A suinocultura brasileira começa a ampliar o uso de ciência de dados, inteligência artificial e aprendizado de máquina para melhorar a produção. Uma parceria entre a Aurora Coop e a Iowa State University, dos Estados Unidos, desenvolve modelos que integram informações de diferentes etapas da cadeia produtiva, desde o nascimento dos leitões até o frigorífico.
O projeto começou há cerca de três anos e entra agora em uma nova etapa. A Aurora Coop é a única empresa brasileira parceira da universidade na iniciativa, que também conta com oito empresas dos Estados Unidos e uma do México.
O trabalho reúne especialistas de áreas como medicina veterinária, estatística, engenharia da computação e visão computacional. Os dados fornecidos pela cooperativa, protegidos por acordos de confidencialidade, são utilizados para desenvolver modelos estatísticos e ferramentas de inteligência artificial capazes de analisar fatores como sanidade, vacinação, medicamentos, nutrição, genética e mortalidade.

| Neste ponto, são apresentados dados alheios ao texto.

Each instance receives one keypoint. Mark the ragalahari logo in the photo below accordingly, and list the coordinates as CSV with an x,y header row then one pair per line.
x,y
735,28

Segundo o professor da Iowa State University e coordenador do projeto, Edison Magalhães, um dos principais desafios é transformar a grande quantidade de informações já coletadas pela cadeia produtiva em análises mais precisas.
Entre os trabalhos desenvolvidos está a integração de dados de matrizes, creches, terminação e frigoríficos. Com isso, os pesquisadores conseguem acompanhar o desempenho dos animais ao longo das diferentes etapas da produção.
Um dos primeiros modelos desenvolvidos analisa a origem dos leitões destinados às creches e identifica combinações que apresentam melhores resultados produtivos e sanitários. A ferramenta pode auxiliar na organização dos fluxos entre as granjas e no controle sanitário.
A rastreabilidade também permite relacionar problemas identificados no frigorífico com etapas anteriores da produção. Dessa forma, as informações podem ajudar a identificar possíveis causas e melhorar os processos.
Uma das principais metas da parceria é fazer com que os dados não sirvam apenas para analisar situações que já aconteceram, mas também para prever possíveis problemas.
O gerente corporativo de suinocultura da Aurora Coop, Luiz Carlos Giongo, explica que a inteligência artificial pode contribuir para que a cooperativa tome decisões preventivas. Alguns dos modelos já conseguem, em determinadas situações, projetar no momento do desmame indicadores de mortalidade que podem ocorrer semanas depois.
A estratégia também prioriza o uso de informações que já são coletadas nas propriedades, como registros das granjas, diagnósticos, formulações de rações e resultados produtivos, sem depender necessariamente da instalação de equipamentos de alto custo.
O projeto também contribui para a formação de profissionais que unem conhecimentos de suinocultura, estatística, programação e ciência de dados.
Na Iowa State University, seis estudantes e 14 professores de diferentes áreas participam do trabalho. Um médico-veterinário que passou um ano nos Estados Unidos atuando no projeto foi posteriormente contratado pela Aurora Coop e passou a desenvolver parte das atividades no Brasil.
Os primeiros trabalhos começaram no Rio Grande do Sul e também chegaram a Santa Catarina. A expectativa é que, em aproximadamente dois anos, as ferramentas sejam incorporadas a todo o sistema produtivo da cooperativa.
Para o vice-presidente de agronegócios da Aurora Coop, Marcos Antonio Zordan, a parceria aproxima a produção brasileira de tecnologias utilizadas no desenvolvimento da suinocultura mundial.
A iniciativa busca contribuir para a redução de perdas, mortalidade, condenações, lesões e doenças, além de melhorar os padrões sanitários do rebanho.
A Aurora Coop possui oito plantas industriais de suínos, que abateram 8,2 milhões de animais em 2025, um crescimento de 2,6% em relação ao ano anterior. O volume representou 17,05% do abate nacional. Para 2026, a previsão é chegar a 8,6 milhões de cabeças.
A base produtiva da cooperativa é formada por 3.453 produtores integrados.